High-grade tumors were seen to be hyperdiploïd whereas low-grade tumors were seen to be diploïd.
Nevertheless some authors studied the association between the degree of aneuploidy and prognosis and response to chemotherapy. They reported that patients whose tumors showed a non diploid DNA content had a longer event-free survival after surgical resection and chemotherapy than did those with diploid tumors. The most commonly identified numeric chromosomal abnormalities were gain of chromosome 1 and loss of chromosomes 9, 10, 13 and 17. The chromosomal breakpoints most commonly involved in structural rearrangements include 1p11-13, 1q11-12, 1q21-22, 11p14-15, 14p11-13, 15p11-13, 17 p and 19q13.

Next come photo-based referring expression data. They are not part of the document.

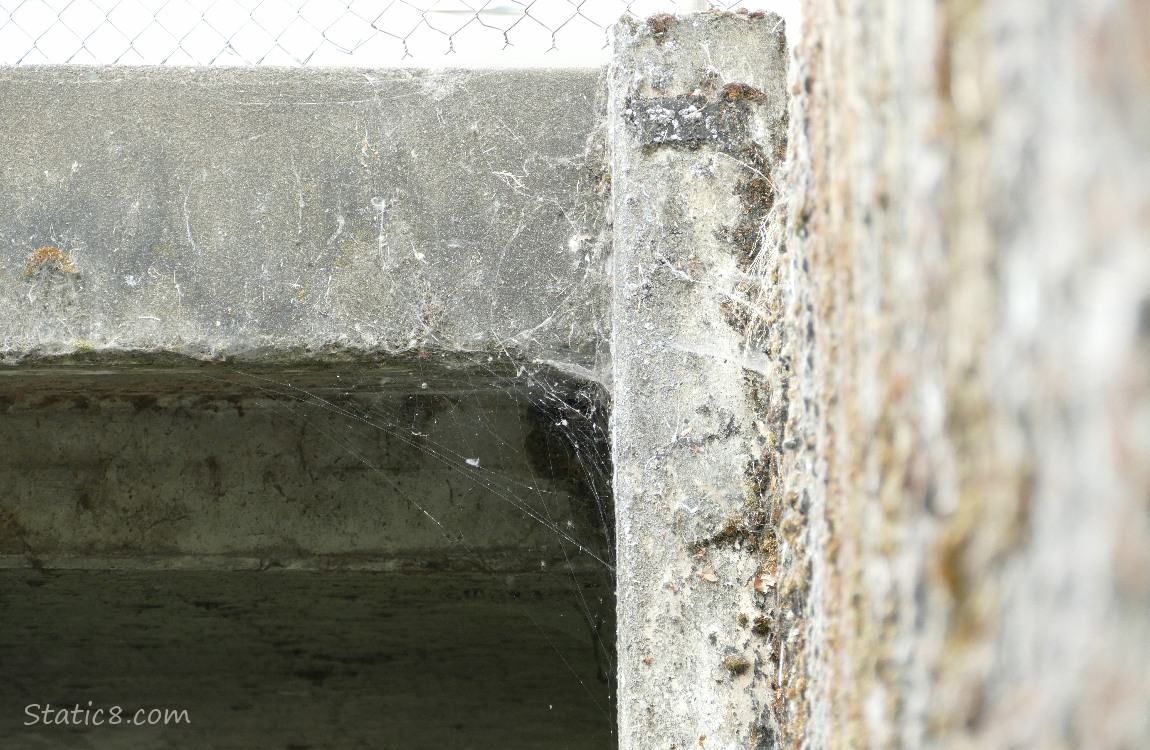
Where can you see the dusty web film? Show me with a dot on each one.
(343, 552)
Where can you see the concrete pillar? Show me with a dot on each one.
(696, 114)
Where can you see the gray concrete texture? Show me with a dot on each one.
(879, 354)
(229, 212)
(695, 127)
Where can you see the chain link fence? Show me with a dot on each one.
(320, 32)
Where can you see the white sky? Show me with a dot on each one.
(327, 32)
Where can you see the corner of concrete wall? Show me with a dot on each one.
(968, 197)
(697, 116)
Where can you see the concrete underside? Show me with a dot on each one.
(304, 557)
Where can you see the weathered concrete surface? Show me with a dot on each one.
(697, 122)
(970, 196)
(286, 468)
(230, 212)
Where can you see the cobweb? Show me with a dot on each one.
(482, 427)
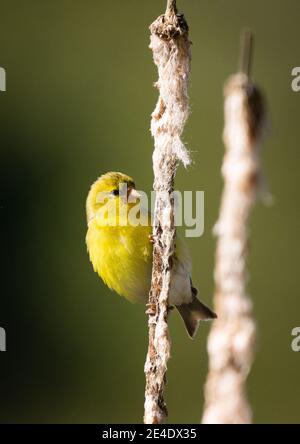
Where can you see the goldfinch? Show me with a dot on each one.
(121, 252)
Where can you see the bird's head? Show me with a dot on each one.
(110, 193)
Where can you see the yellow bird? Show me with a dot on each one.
(121, 252)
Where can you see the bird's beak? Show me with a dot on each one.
(132, 195)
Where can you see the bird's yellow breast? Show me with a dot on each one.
(122, 256)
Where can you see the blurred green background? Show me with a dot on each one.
(78, 103)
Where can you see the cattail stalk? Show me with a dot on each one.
(231, 341)
(171, 54)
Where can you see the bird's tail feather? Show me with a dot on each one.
(193, 313)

Many studies were reported in osteosarcomas with comparative genomic hybridization (CGH). DNA sequence copy number increases have been identified on the regions 1q21, 3q26, 6p, 8q, 12q12-13, 14q24-qter, 17p11-12, Xp11.2-21 and Xq12.
The most interesting of these abnormalities are copy number increase at 8q, 1q and 17p. Patients with copy number increases at 8 q have a shorter survival, whereas patients with a copy number increase at 1q21 showed a shorter survival. Amplicon, 17p was identified as in conventional cytogenetic and in CGH.
Ring chromosomes, double minutes and homogeneously staining region are seen in some osteosarcomas. They signify the presence of gene amplification. Ring chromosomes frequently observed in paraosteal osteosarcomas, low-grade tumor, are associated with amplification of DNA at chromosome 12q13-15 in CGH technique. This region contains MDM2 and CDK4 genes.

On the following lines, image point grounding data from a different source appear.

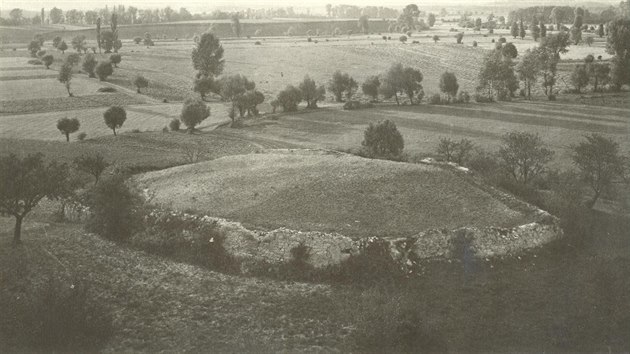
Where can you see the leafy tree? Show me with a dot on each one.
(248, 102)
(370, 87)
(68, 126)
(205, 85)
(24, 182)
(48, 59)
(497, 77)
(56, 41)
(527, 70)
(523, 156)
(449, 85)
(65, 76)
(79, 44)
(579, 77)
(509, 50)
(103, 70)
(340, 83)
(113, 209)
(115, 117)
(514, 30)
(115, 59)
(311, 93)
(236, 25)
(94, 165)
(383, 139)
(194, 112)
(62, 47)
(600, 164)
(364, 24)
(89, 64)
(459, 37)
(207, 56)
(34, 47)
(232, 87)
(289, 98)
(140, 82)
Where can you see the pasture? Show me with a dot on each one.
(315, 191)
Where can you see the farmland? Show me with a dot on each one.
(307, 171)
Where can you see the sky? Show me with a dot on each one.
(197, 5)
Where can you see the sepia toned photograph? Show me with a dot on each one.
(319, 176)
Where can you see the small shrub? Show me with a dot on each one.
(463, 97)
(114, 209)
(435, 99)
(174, 125)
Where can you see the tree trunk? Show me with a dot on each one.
(17, 232)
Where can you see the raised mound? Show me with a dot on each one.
(329, 192)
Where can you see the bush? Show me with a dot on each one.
(114, 209)
(383, 139)
(103, 70)
(174, 124)
(106, 89)
(352, 105)
(392, 324)
(435, 99)
(463, 97)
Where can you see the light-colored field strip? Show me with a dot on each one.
(43, 126)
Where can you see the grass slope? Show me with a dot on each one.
(329, 192)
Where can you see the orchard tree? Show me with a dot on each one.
(311, 93)
(68, 126)
(115, 117)
(48, 59)
(103, 70)
(89, 64)
(194, 112)
(289, 98)
(62, 47)
(94, 165)
(514, 30)
(364, 24)
(527, 70)
(340, 83)
(370, 87)
(115, 59)
(65, 76)
(383, 139)
(600, 164)
(523, 156)
(449, 85)
(579, 77)
(24, 182)
(140, 82)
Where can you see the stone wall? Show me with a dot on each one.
(274, 247)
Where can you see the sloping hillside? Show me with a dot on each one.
(330, 192)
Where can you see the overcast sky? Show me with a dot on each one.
(198, 5)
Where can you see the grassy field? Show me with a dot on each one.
(315, 191)
(560, 124)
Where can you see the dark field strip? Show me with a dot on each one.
(65, 103)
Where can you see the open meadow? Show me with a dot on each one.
(196, 229)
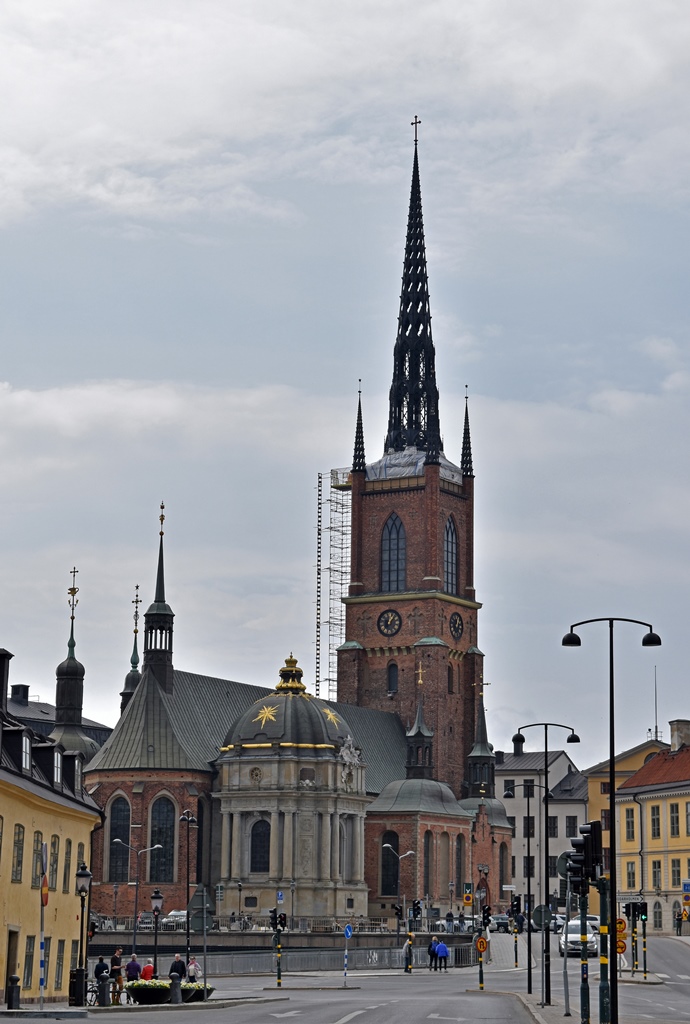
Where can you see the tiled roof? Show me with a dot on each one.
(666, 768)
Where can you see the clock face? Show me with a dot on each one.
(389, 623)
(456, 626)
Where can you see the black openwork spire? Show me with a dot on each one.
(414, 419)
(358, 461)
(466, 461)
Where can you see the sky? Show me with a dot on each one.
(202, 224)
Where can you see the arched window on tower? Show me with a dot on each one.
(450, 558)
(163, 832)
(393, 555)
(260, 847)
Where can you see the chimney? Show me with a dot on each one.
(680, 733)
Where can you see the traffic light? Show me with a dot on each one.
(594, 858)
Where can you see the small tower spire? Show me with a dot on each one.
(358, 460)
(466, 461)
(414, 420)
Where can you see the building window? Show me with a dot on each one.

A number of important genes have been identified, including various tumor suppressor genes, oncogenes and genes coding for growth factors. Inactivation of both P53 and RB pathways appears to be a central event in the genesis of osteosarcoma.

RB1 (retinoblastoma)

13q14.2

Alterations in the RB gene pathway :

TP53 (Tumour protein p53 (Li-Fraumeni syndrome))

17p13.1

Alterations in the P53 pathway :
Inactivation of the p53 pathway is central event in many tumors including osteosarcoma. The p53 gene is located on chromosome 17p13, chromosomal region frequently altered in cytogenetic analysis. Abnormalities of p53 were identified in 50 % of cases. p53 mutations are more often missense type. Alterations of p53 observed in osteosarcoma can be allelic loss (75­80 %) or gene rearrangements (10-20 %) or point mutations (20-30 %). In patients with the Li-Fraumeni syndrome who have a germline mutation of p53 they are a high risk of osteosarcoma. And in 3 % of patients with sporadic osteosarcoma, germline mutations in p53 are identified.
Some genes are involved in the regulation of p53 and abnormalities of these are detected in cases of osteosarcoma.

The MDM2 gene located on chromosome 12q13 encodes a protein that negatively modulates p53 function by binding the p53 protein. MDM2 is amplified in 5-10 % of osteosarcomas.

Another important protein is the p14 product of the INK4 gene. The p14 protein exerts a protective effect on p53. For some authors either or two singular events : INK4A deletion or 12q13 amplification can inactivate two separate pathways of cell cycle control. But direct genetic alteration of both p53 and RB do not co-exist with either INK4A deletion or 12q13 amplification. So, three pathways of cell are possible to induction of an osteosarcoma.

DCC (deleted in colorectal carcinoma)

18q21.2

Others suppressor genes than RB and p53 can exist in osteosarcomas LOH have been describe on chromosomal region 3q26 and 18q22. On 18q22, is located DCC gene (deleted in colon cancer). Abnormalities of these region are seen in Paget¹s disease where osteosarcoma risk is increased.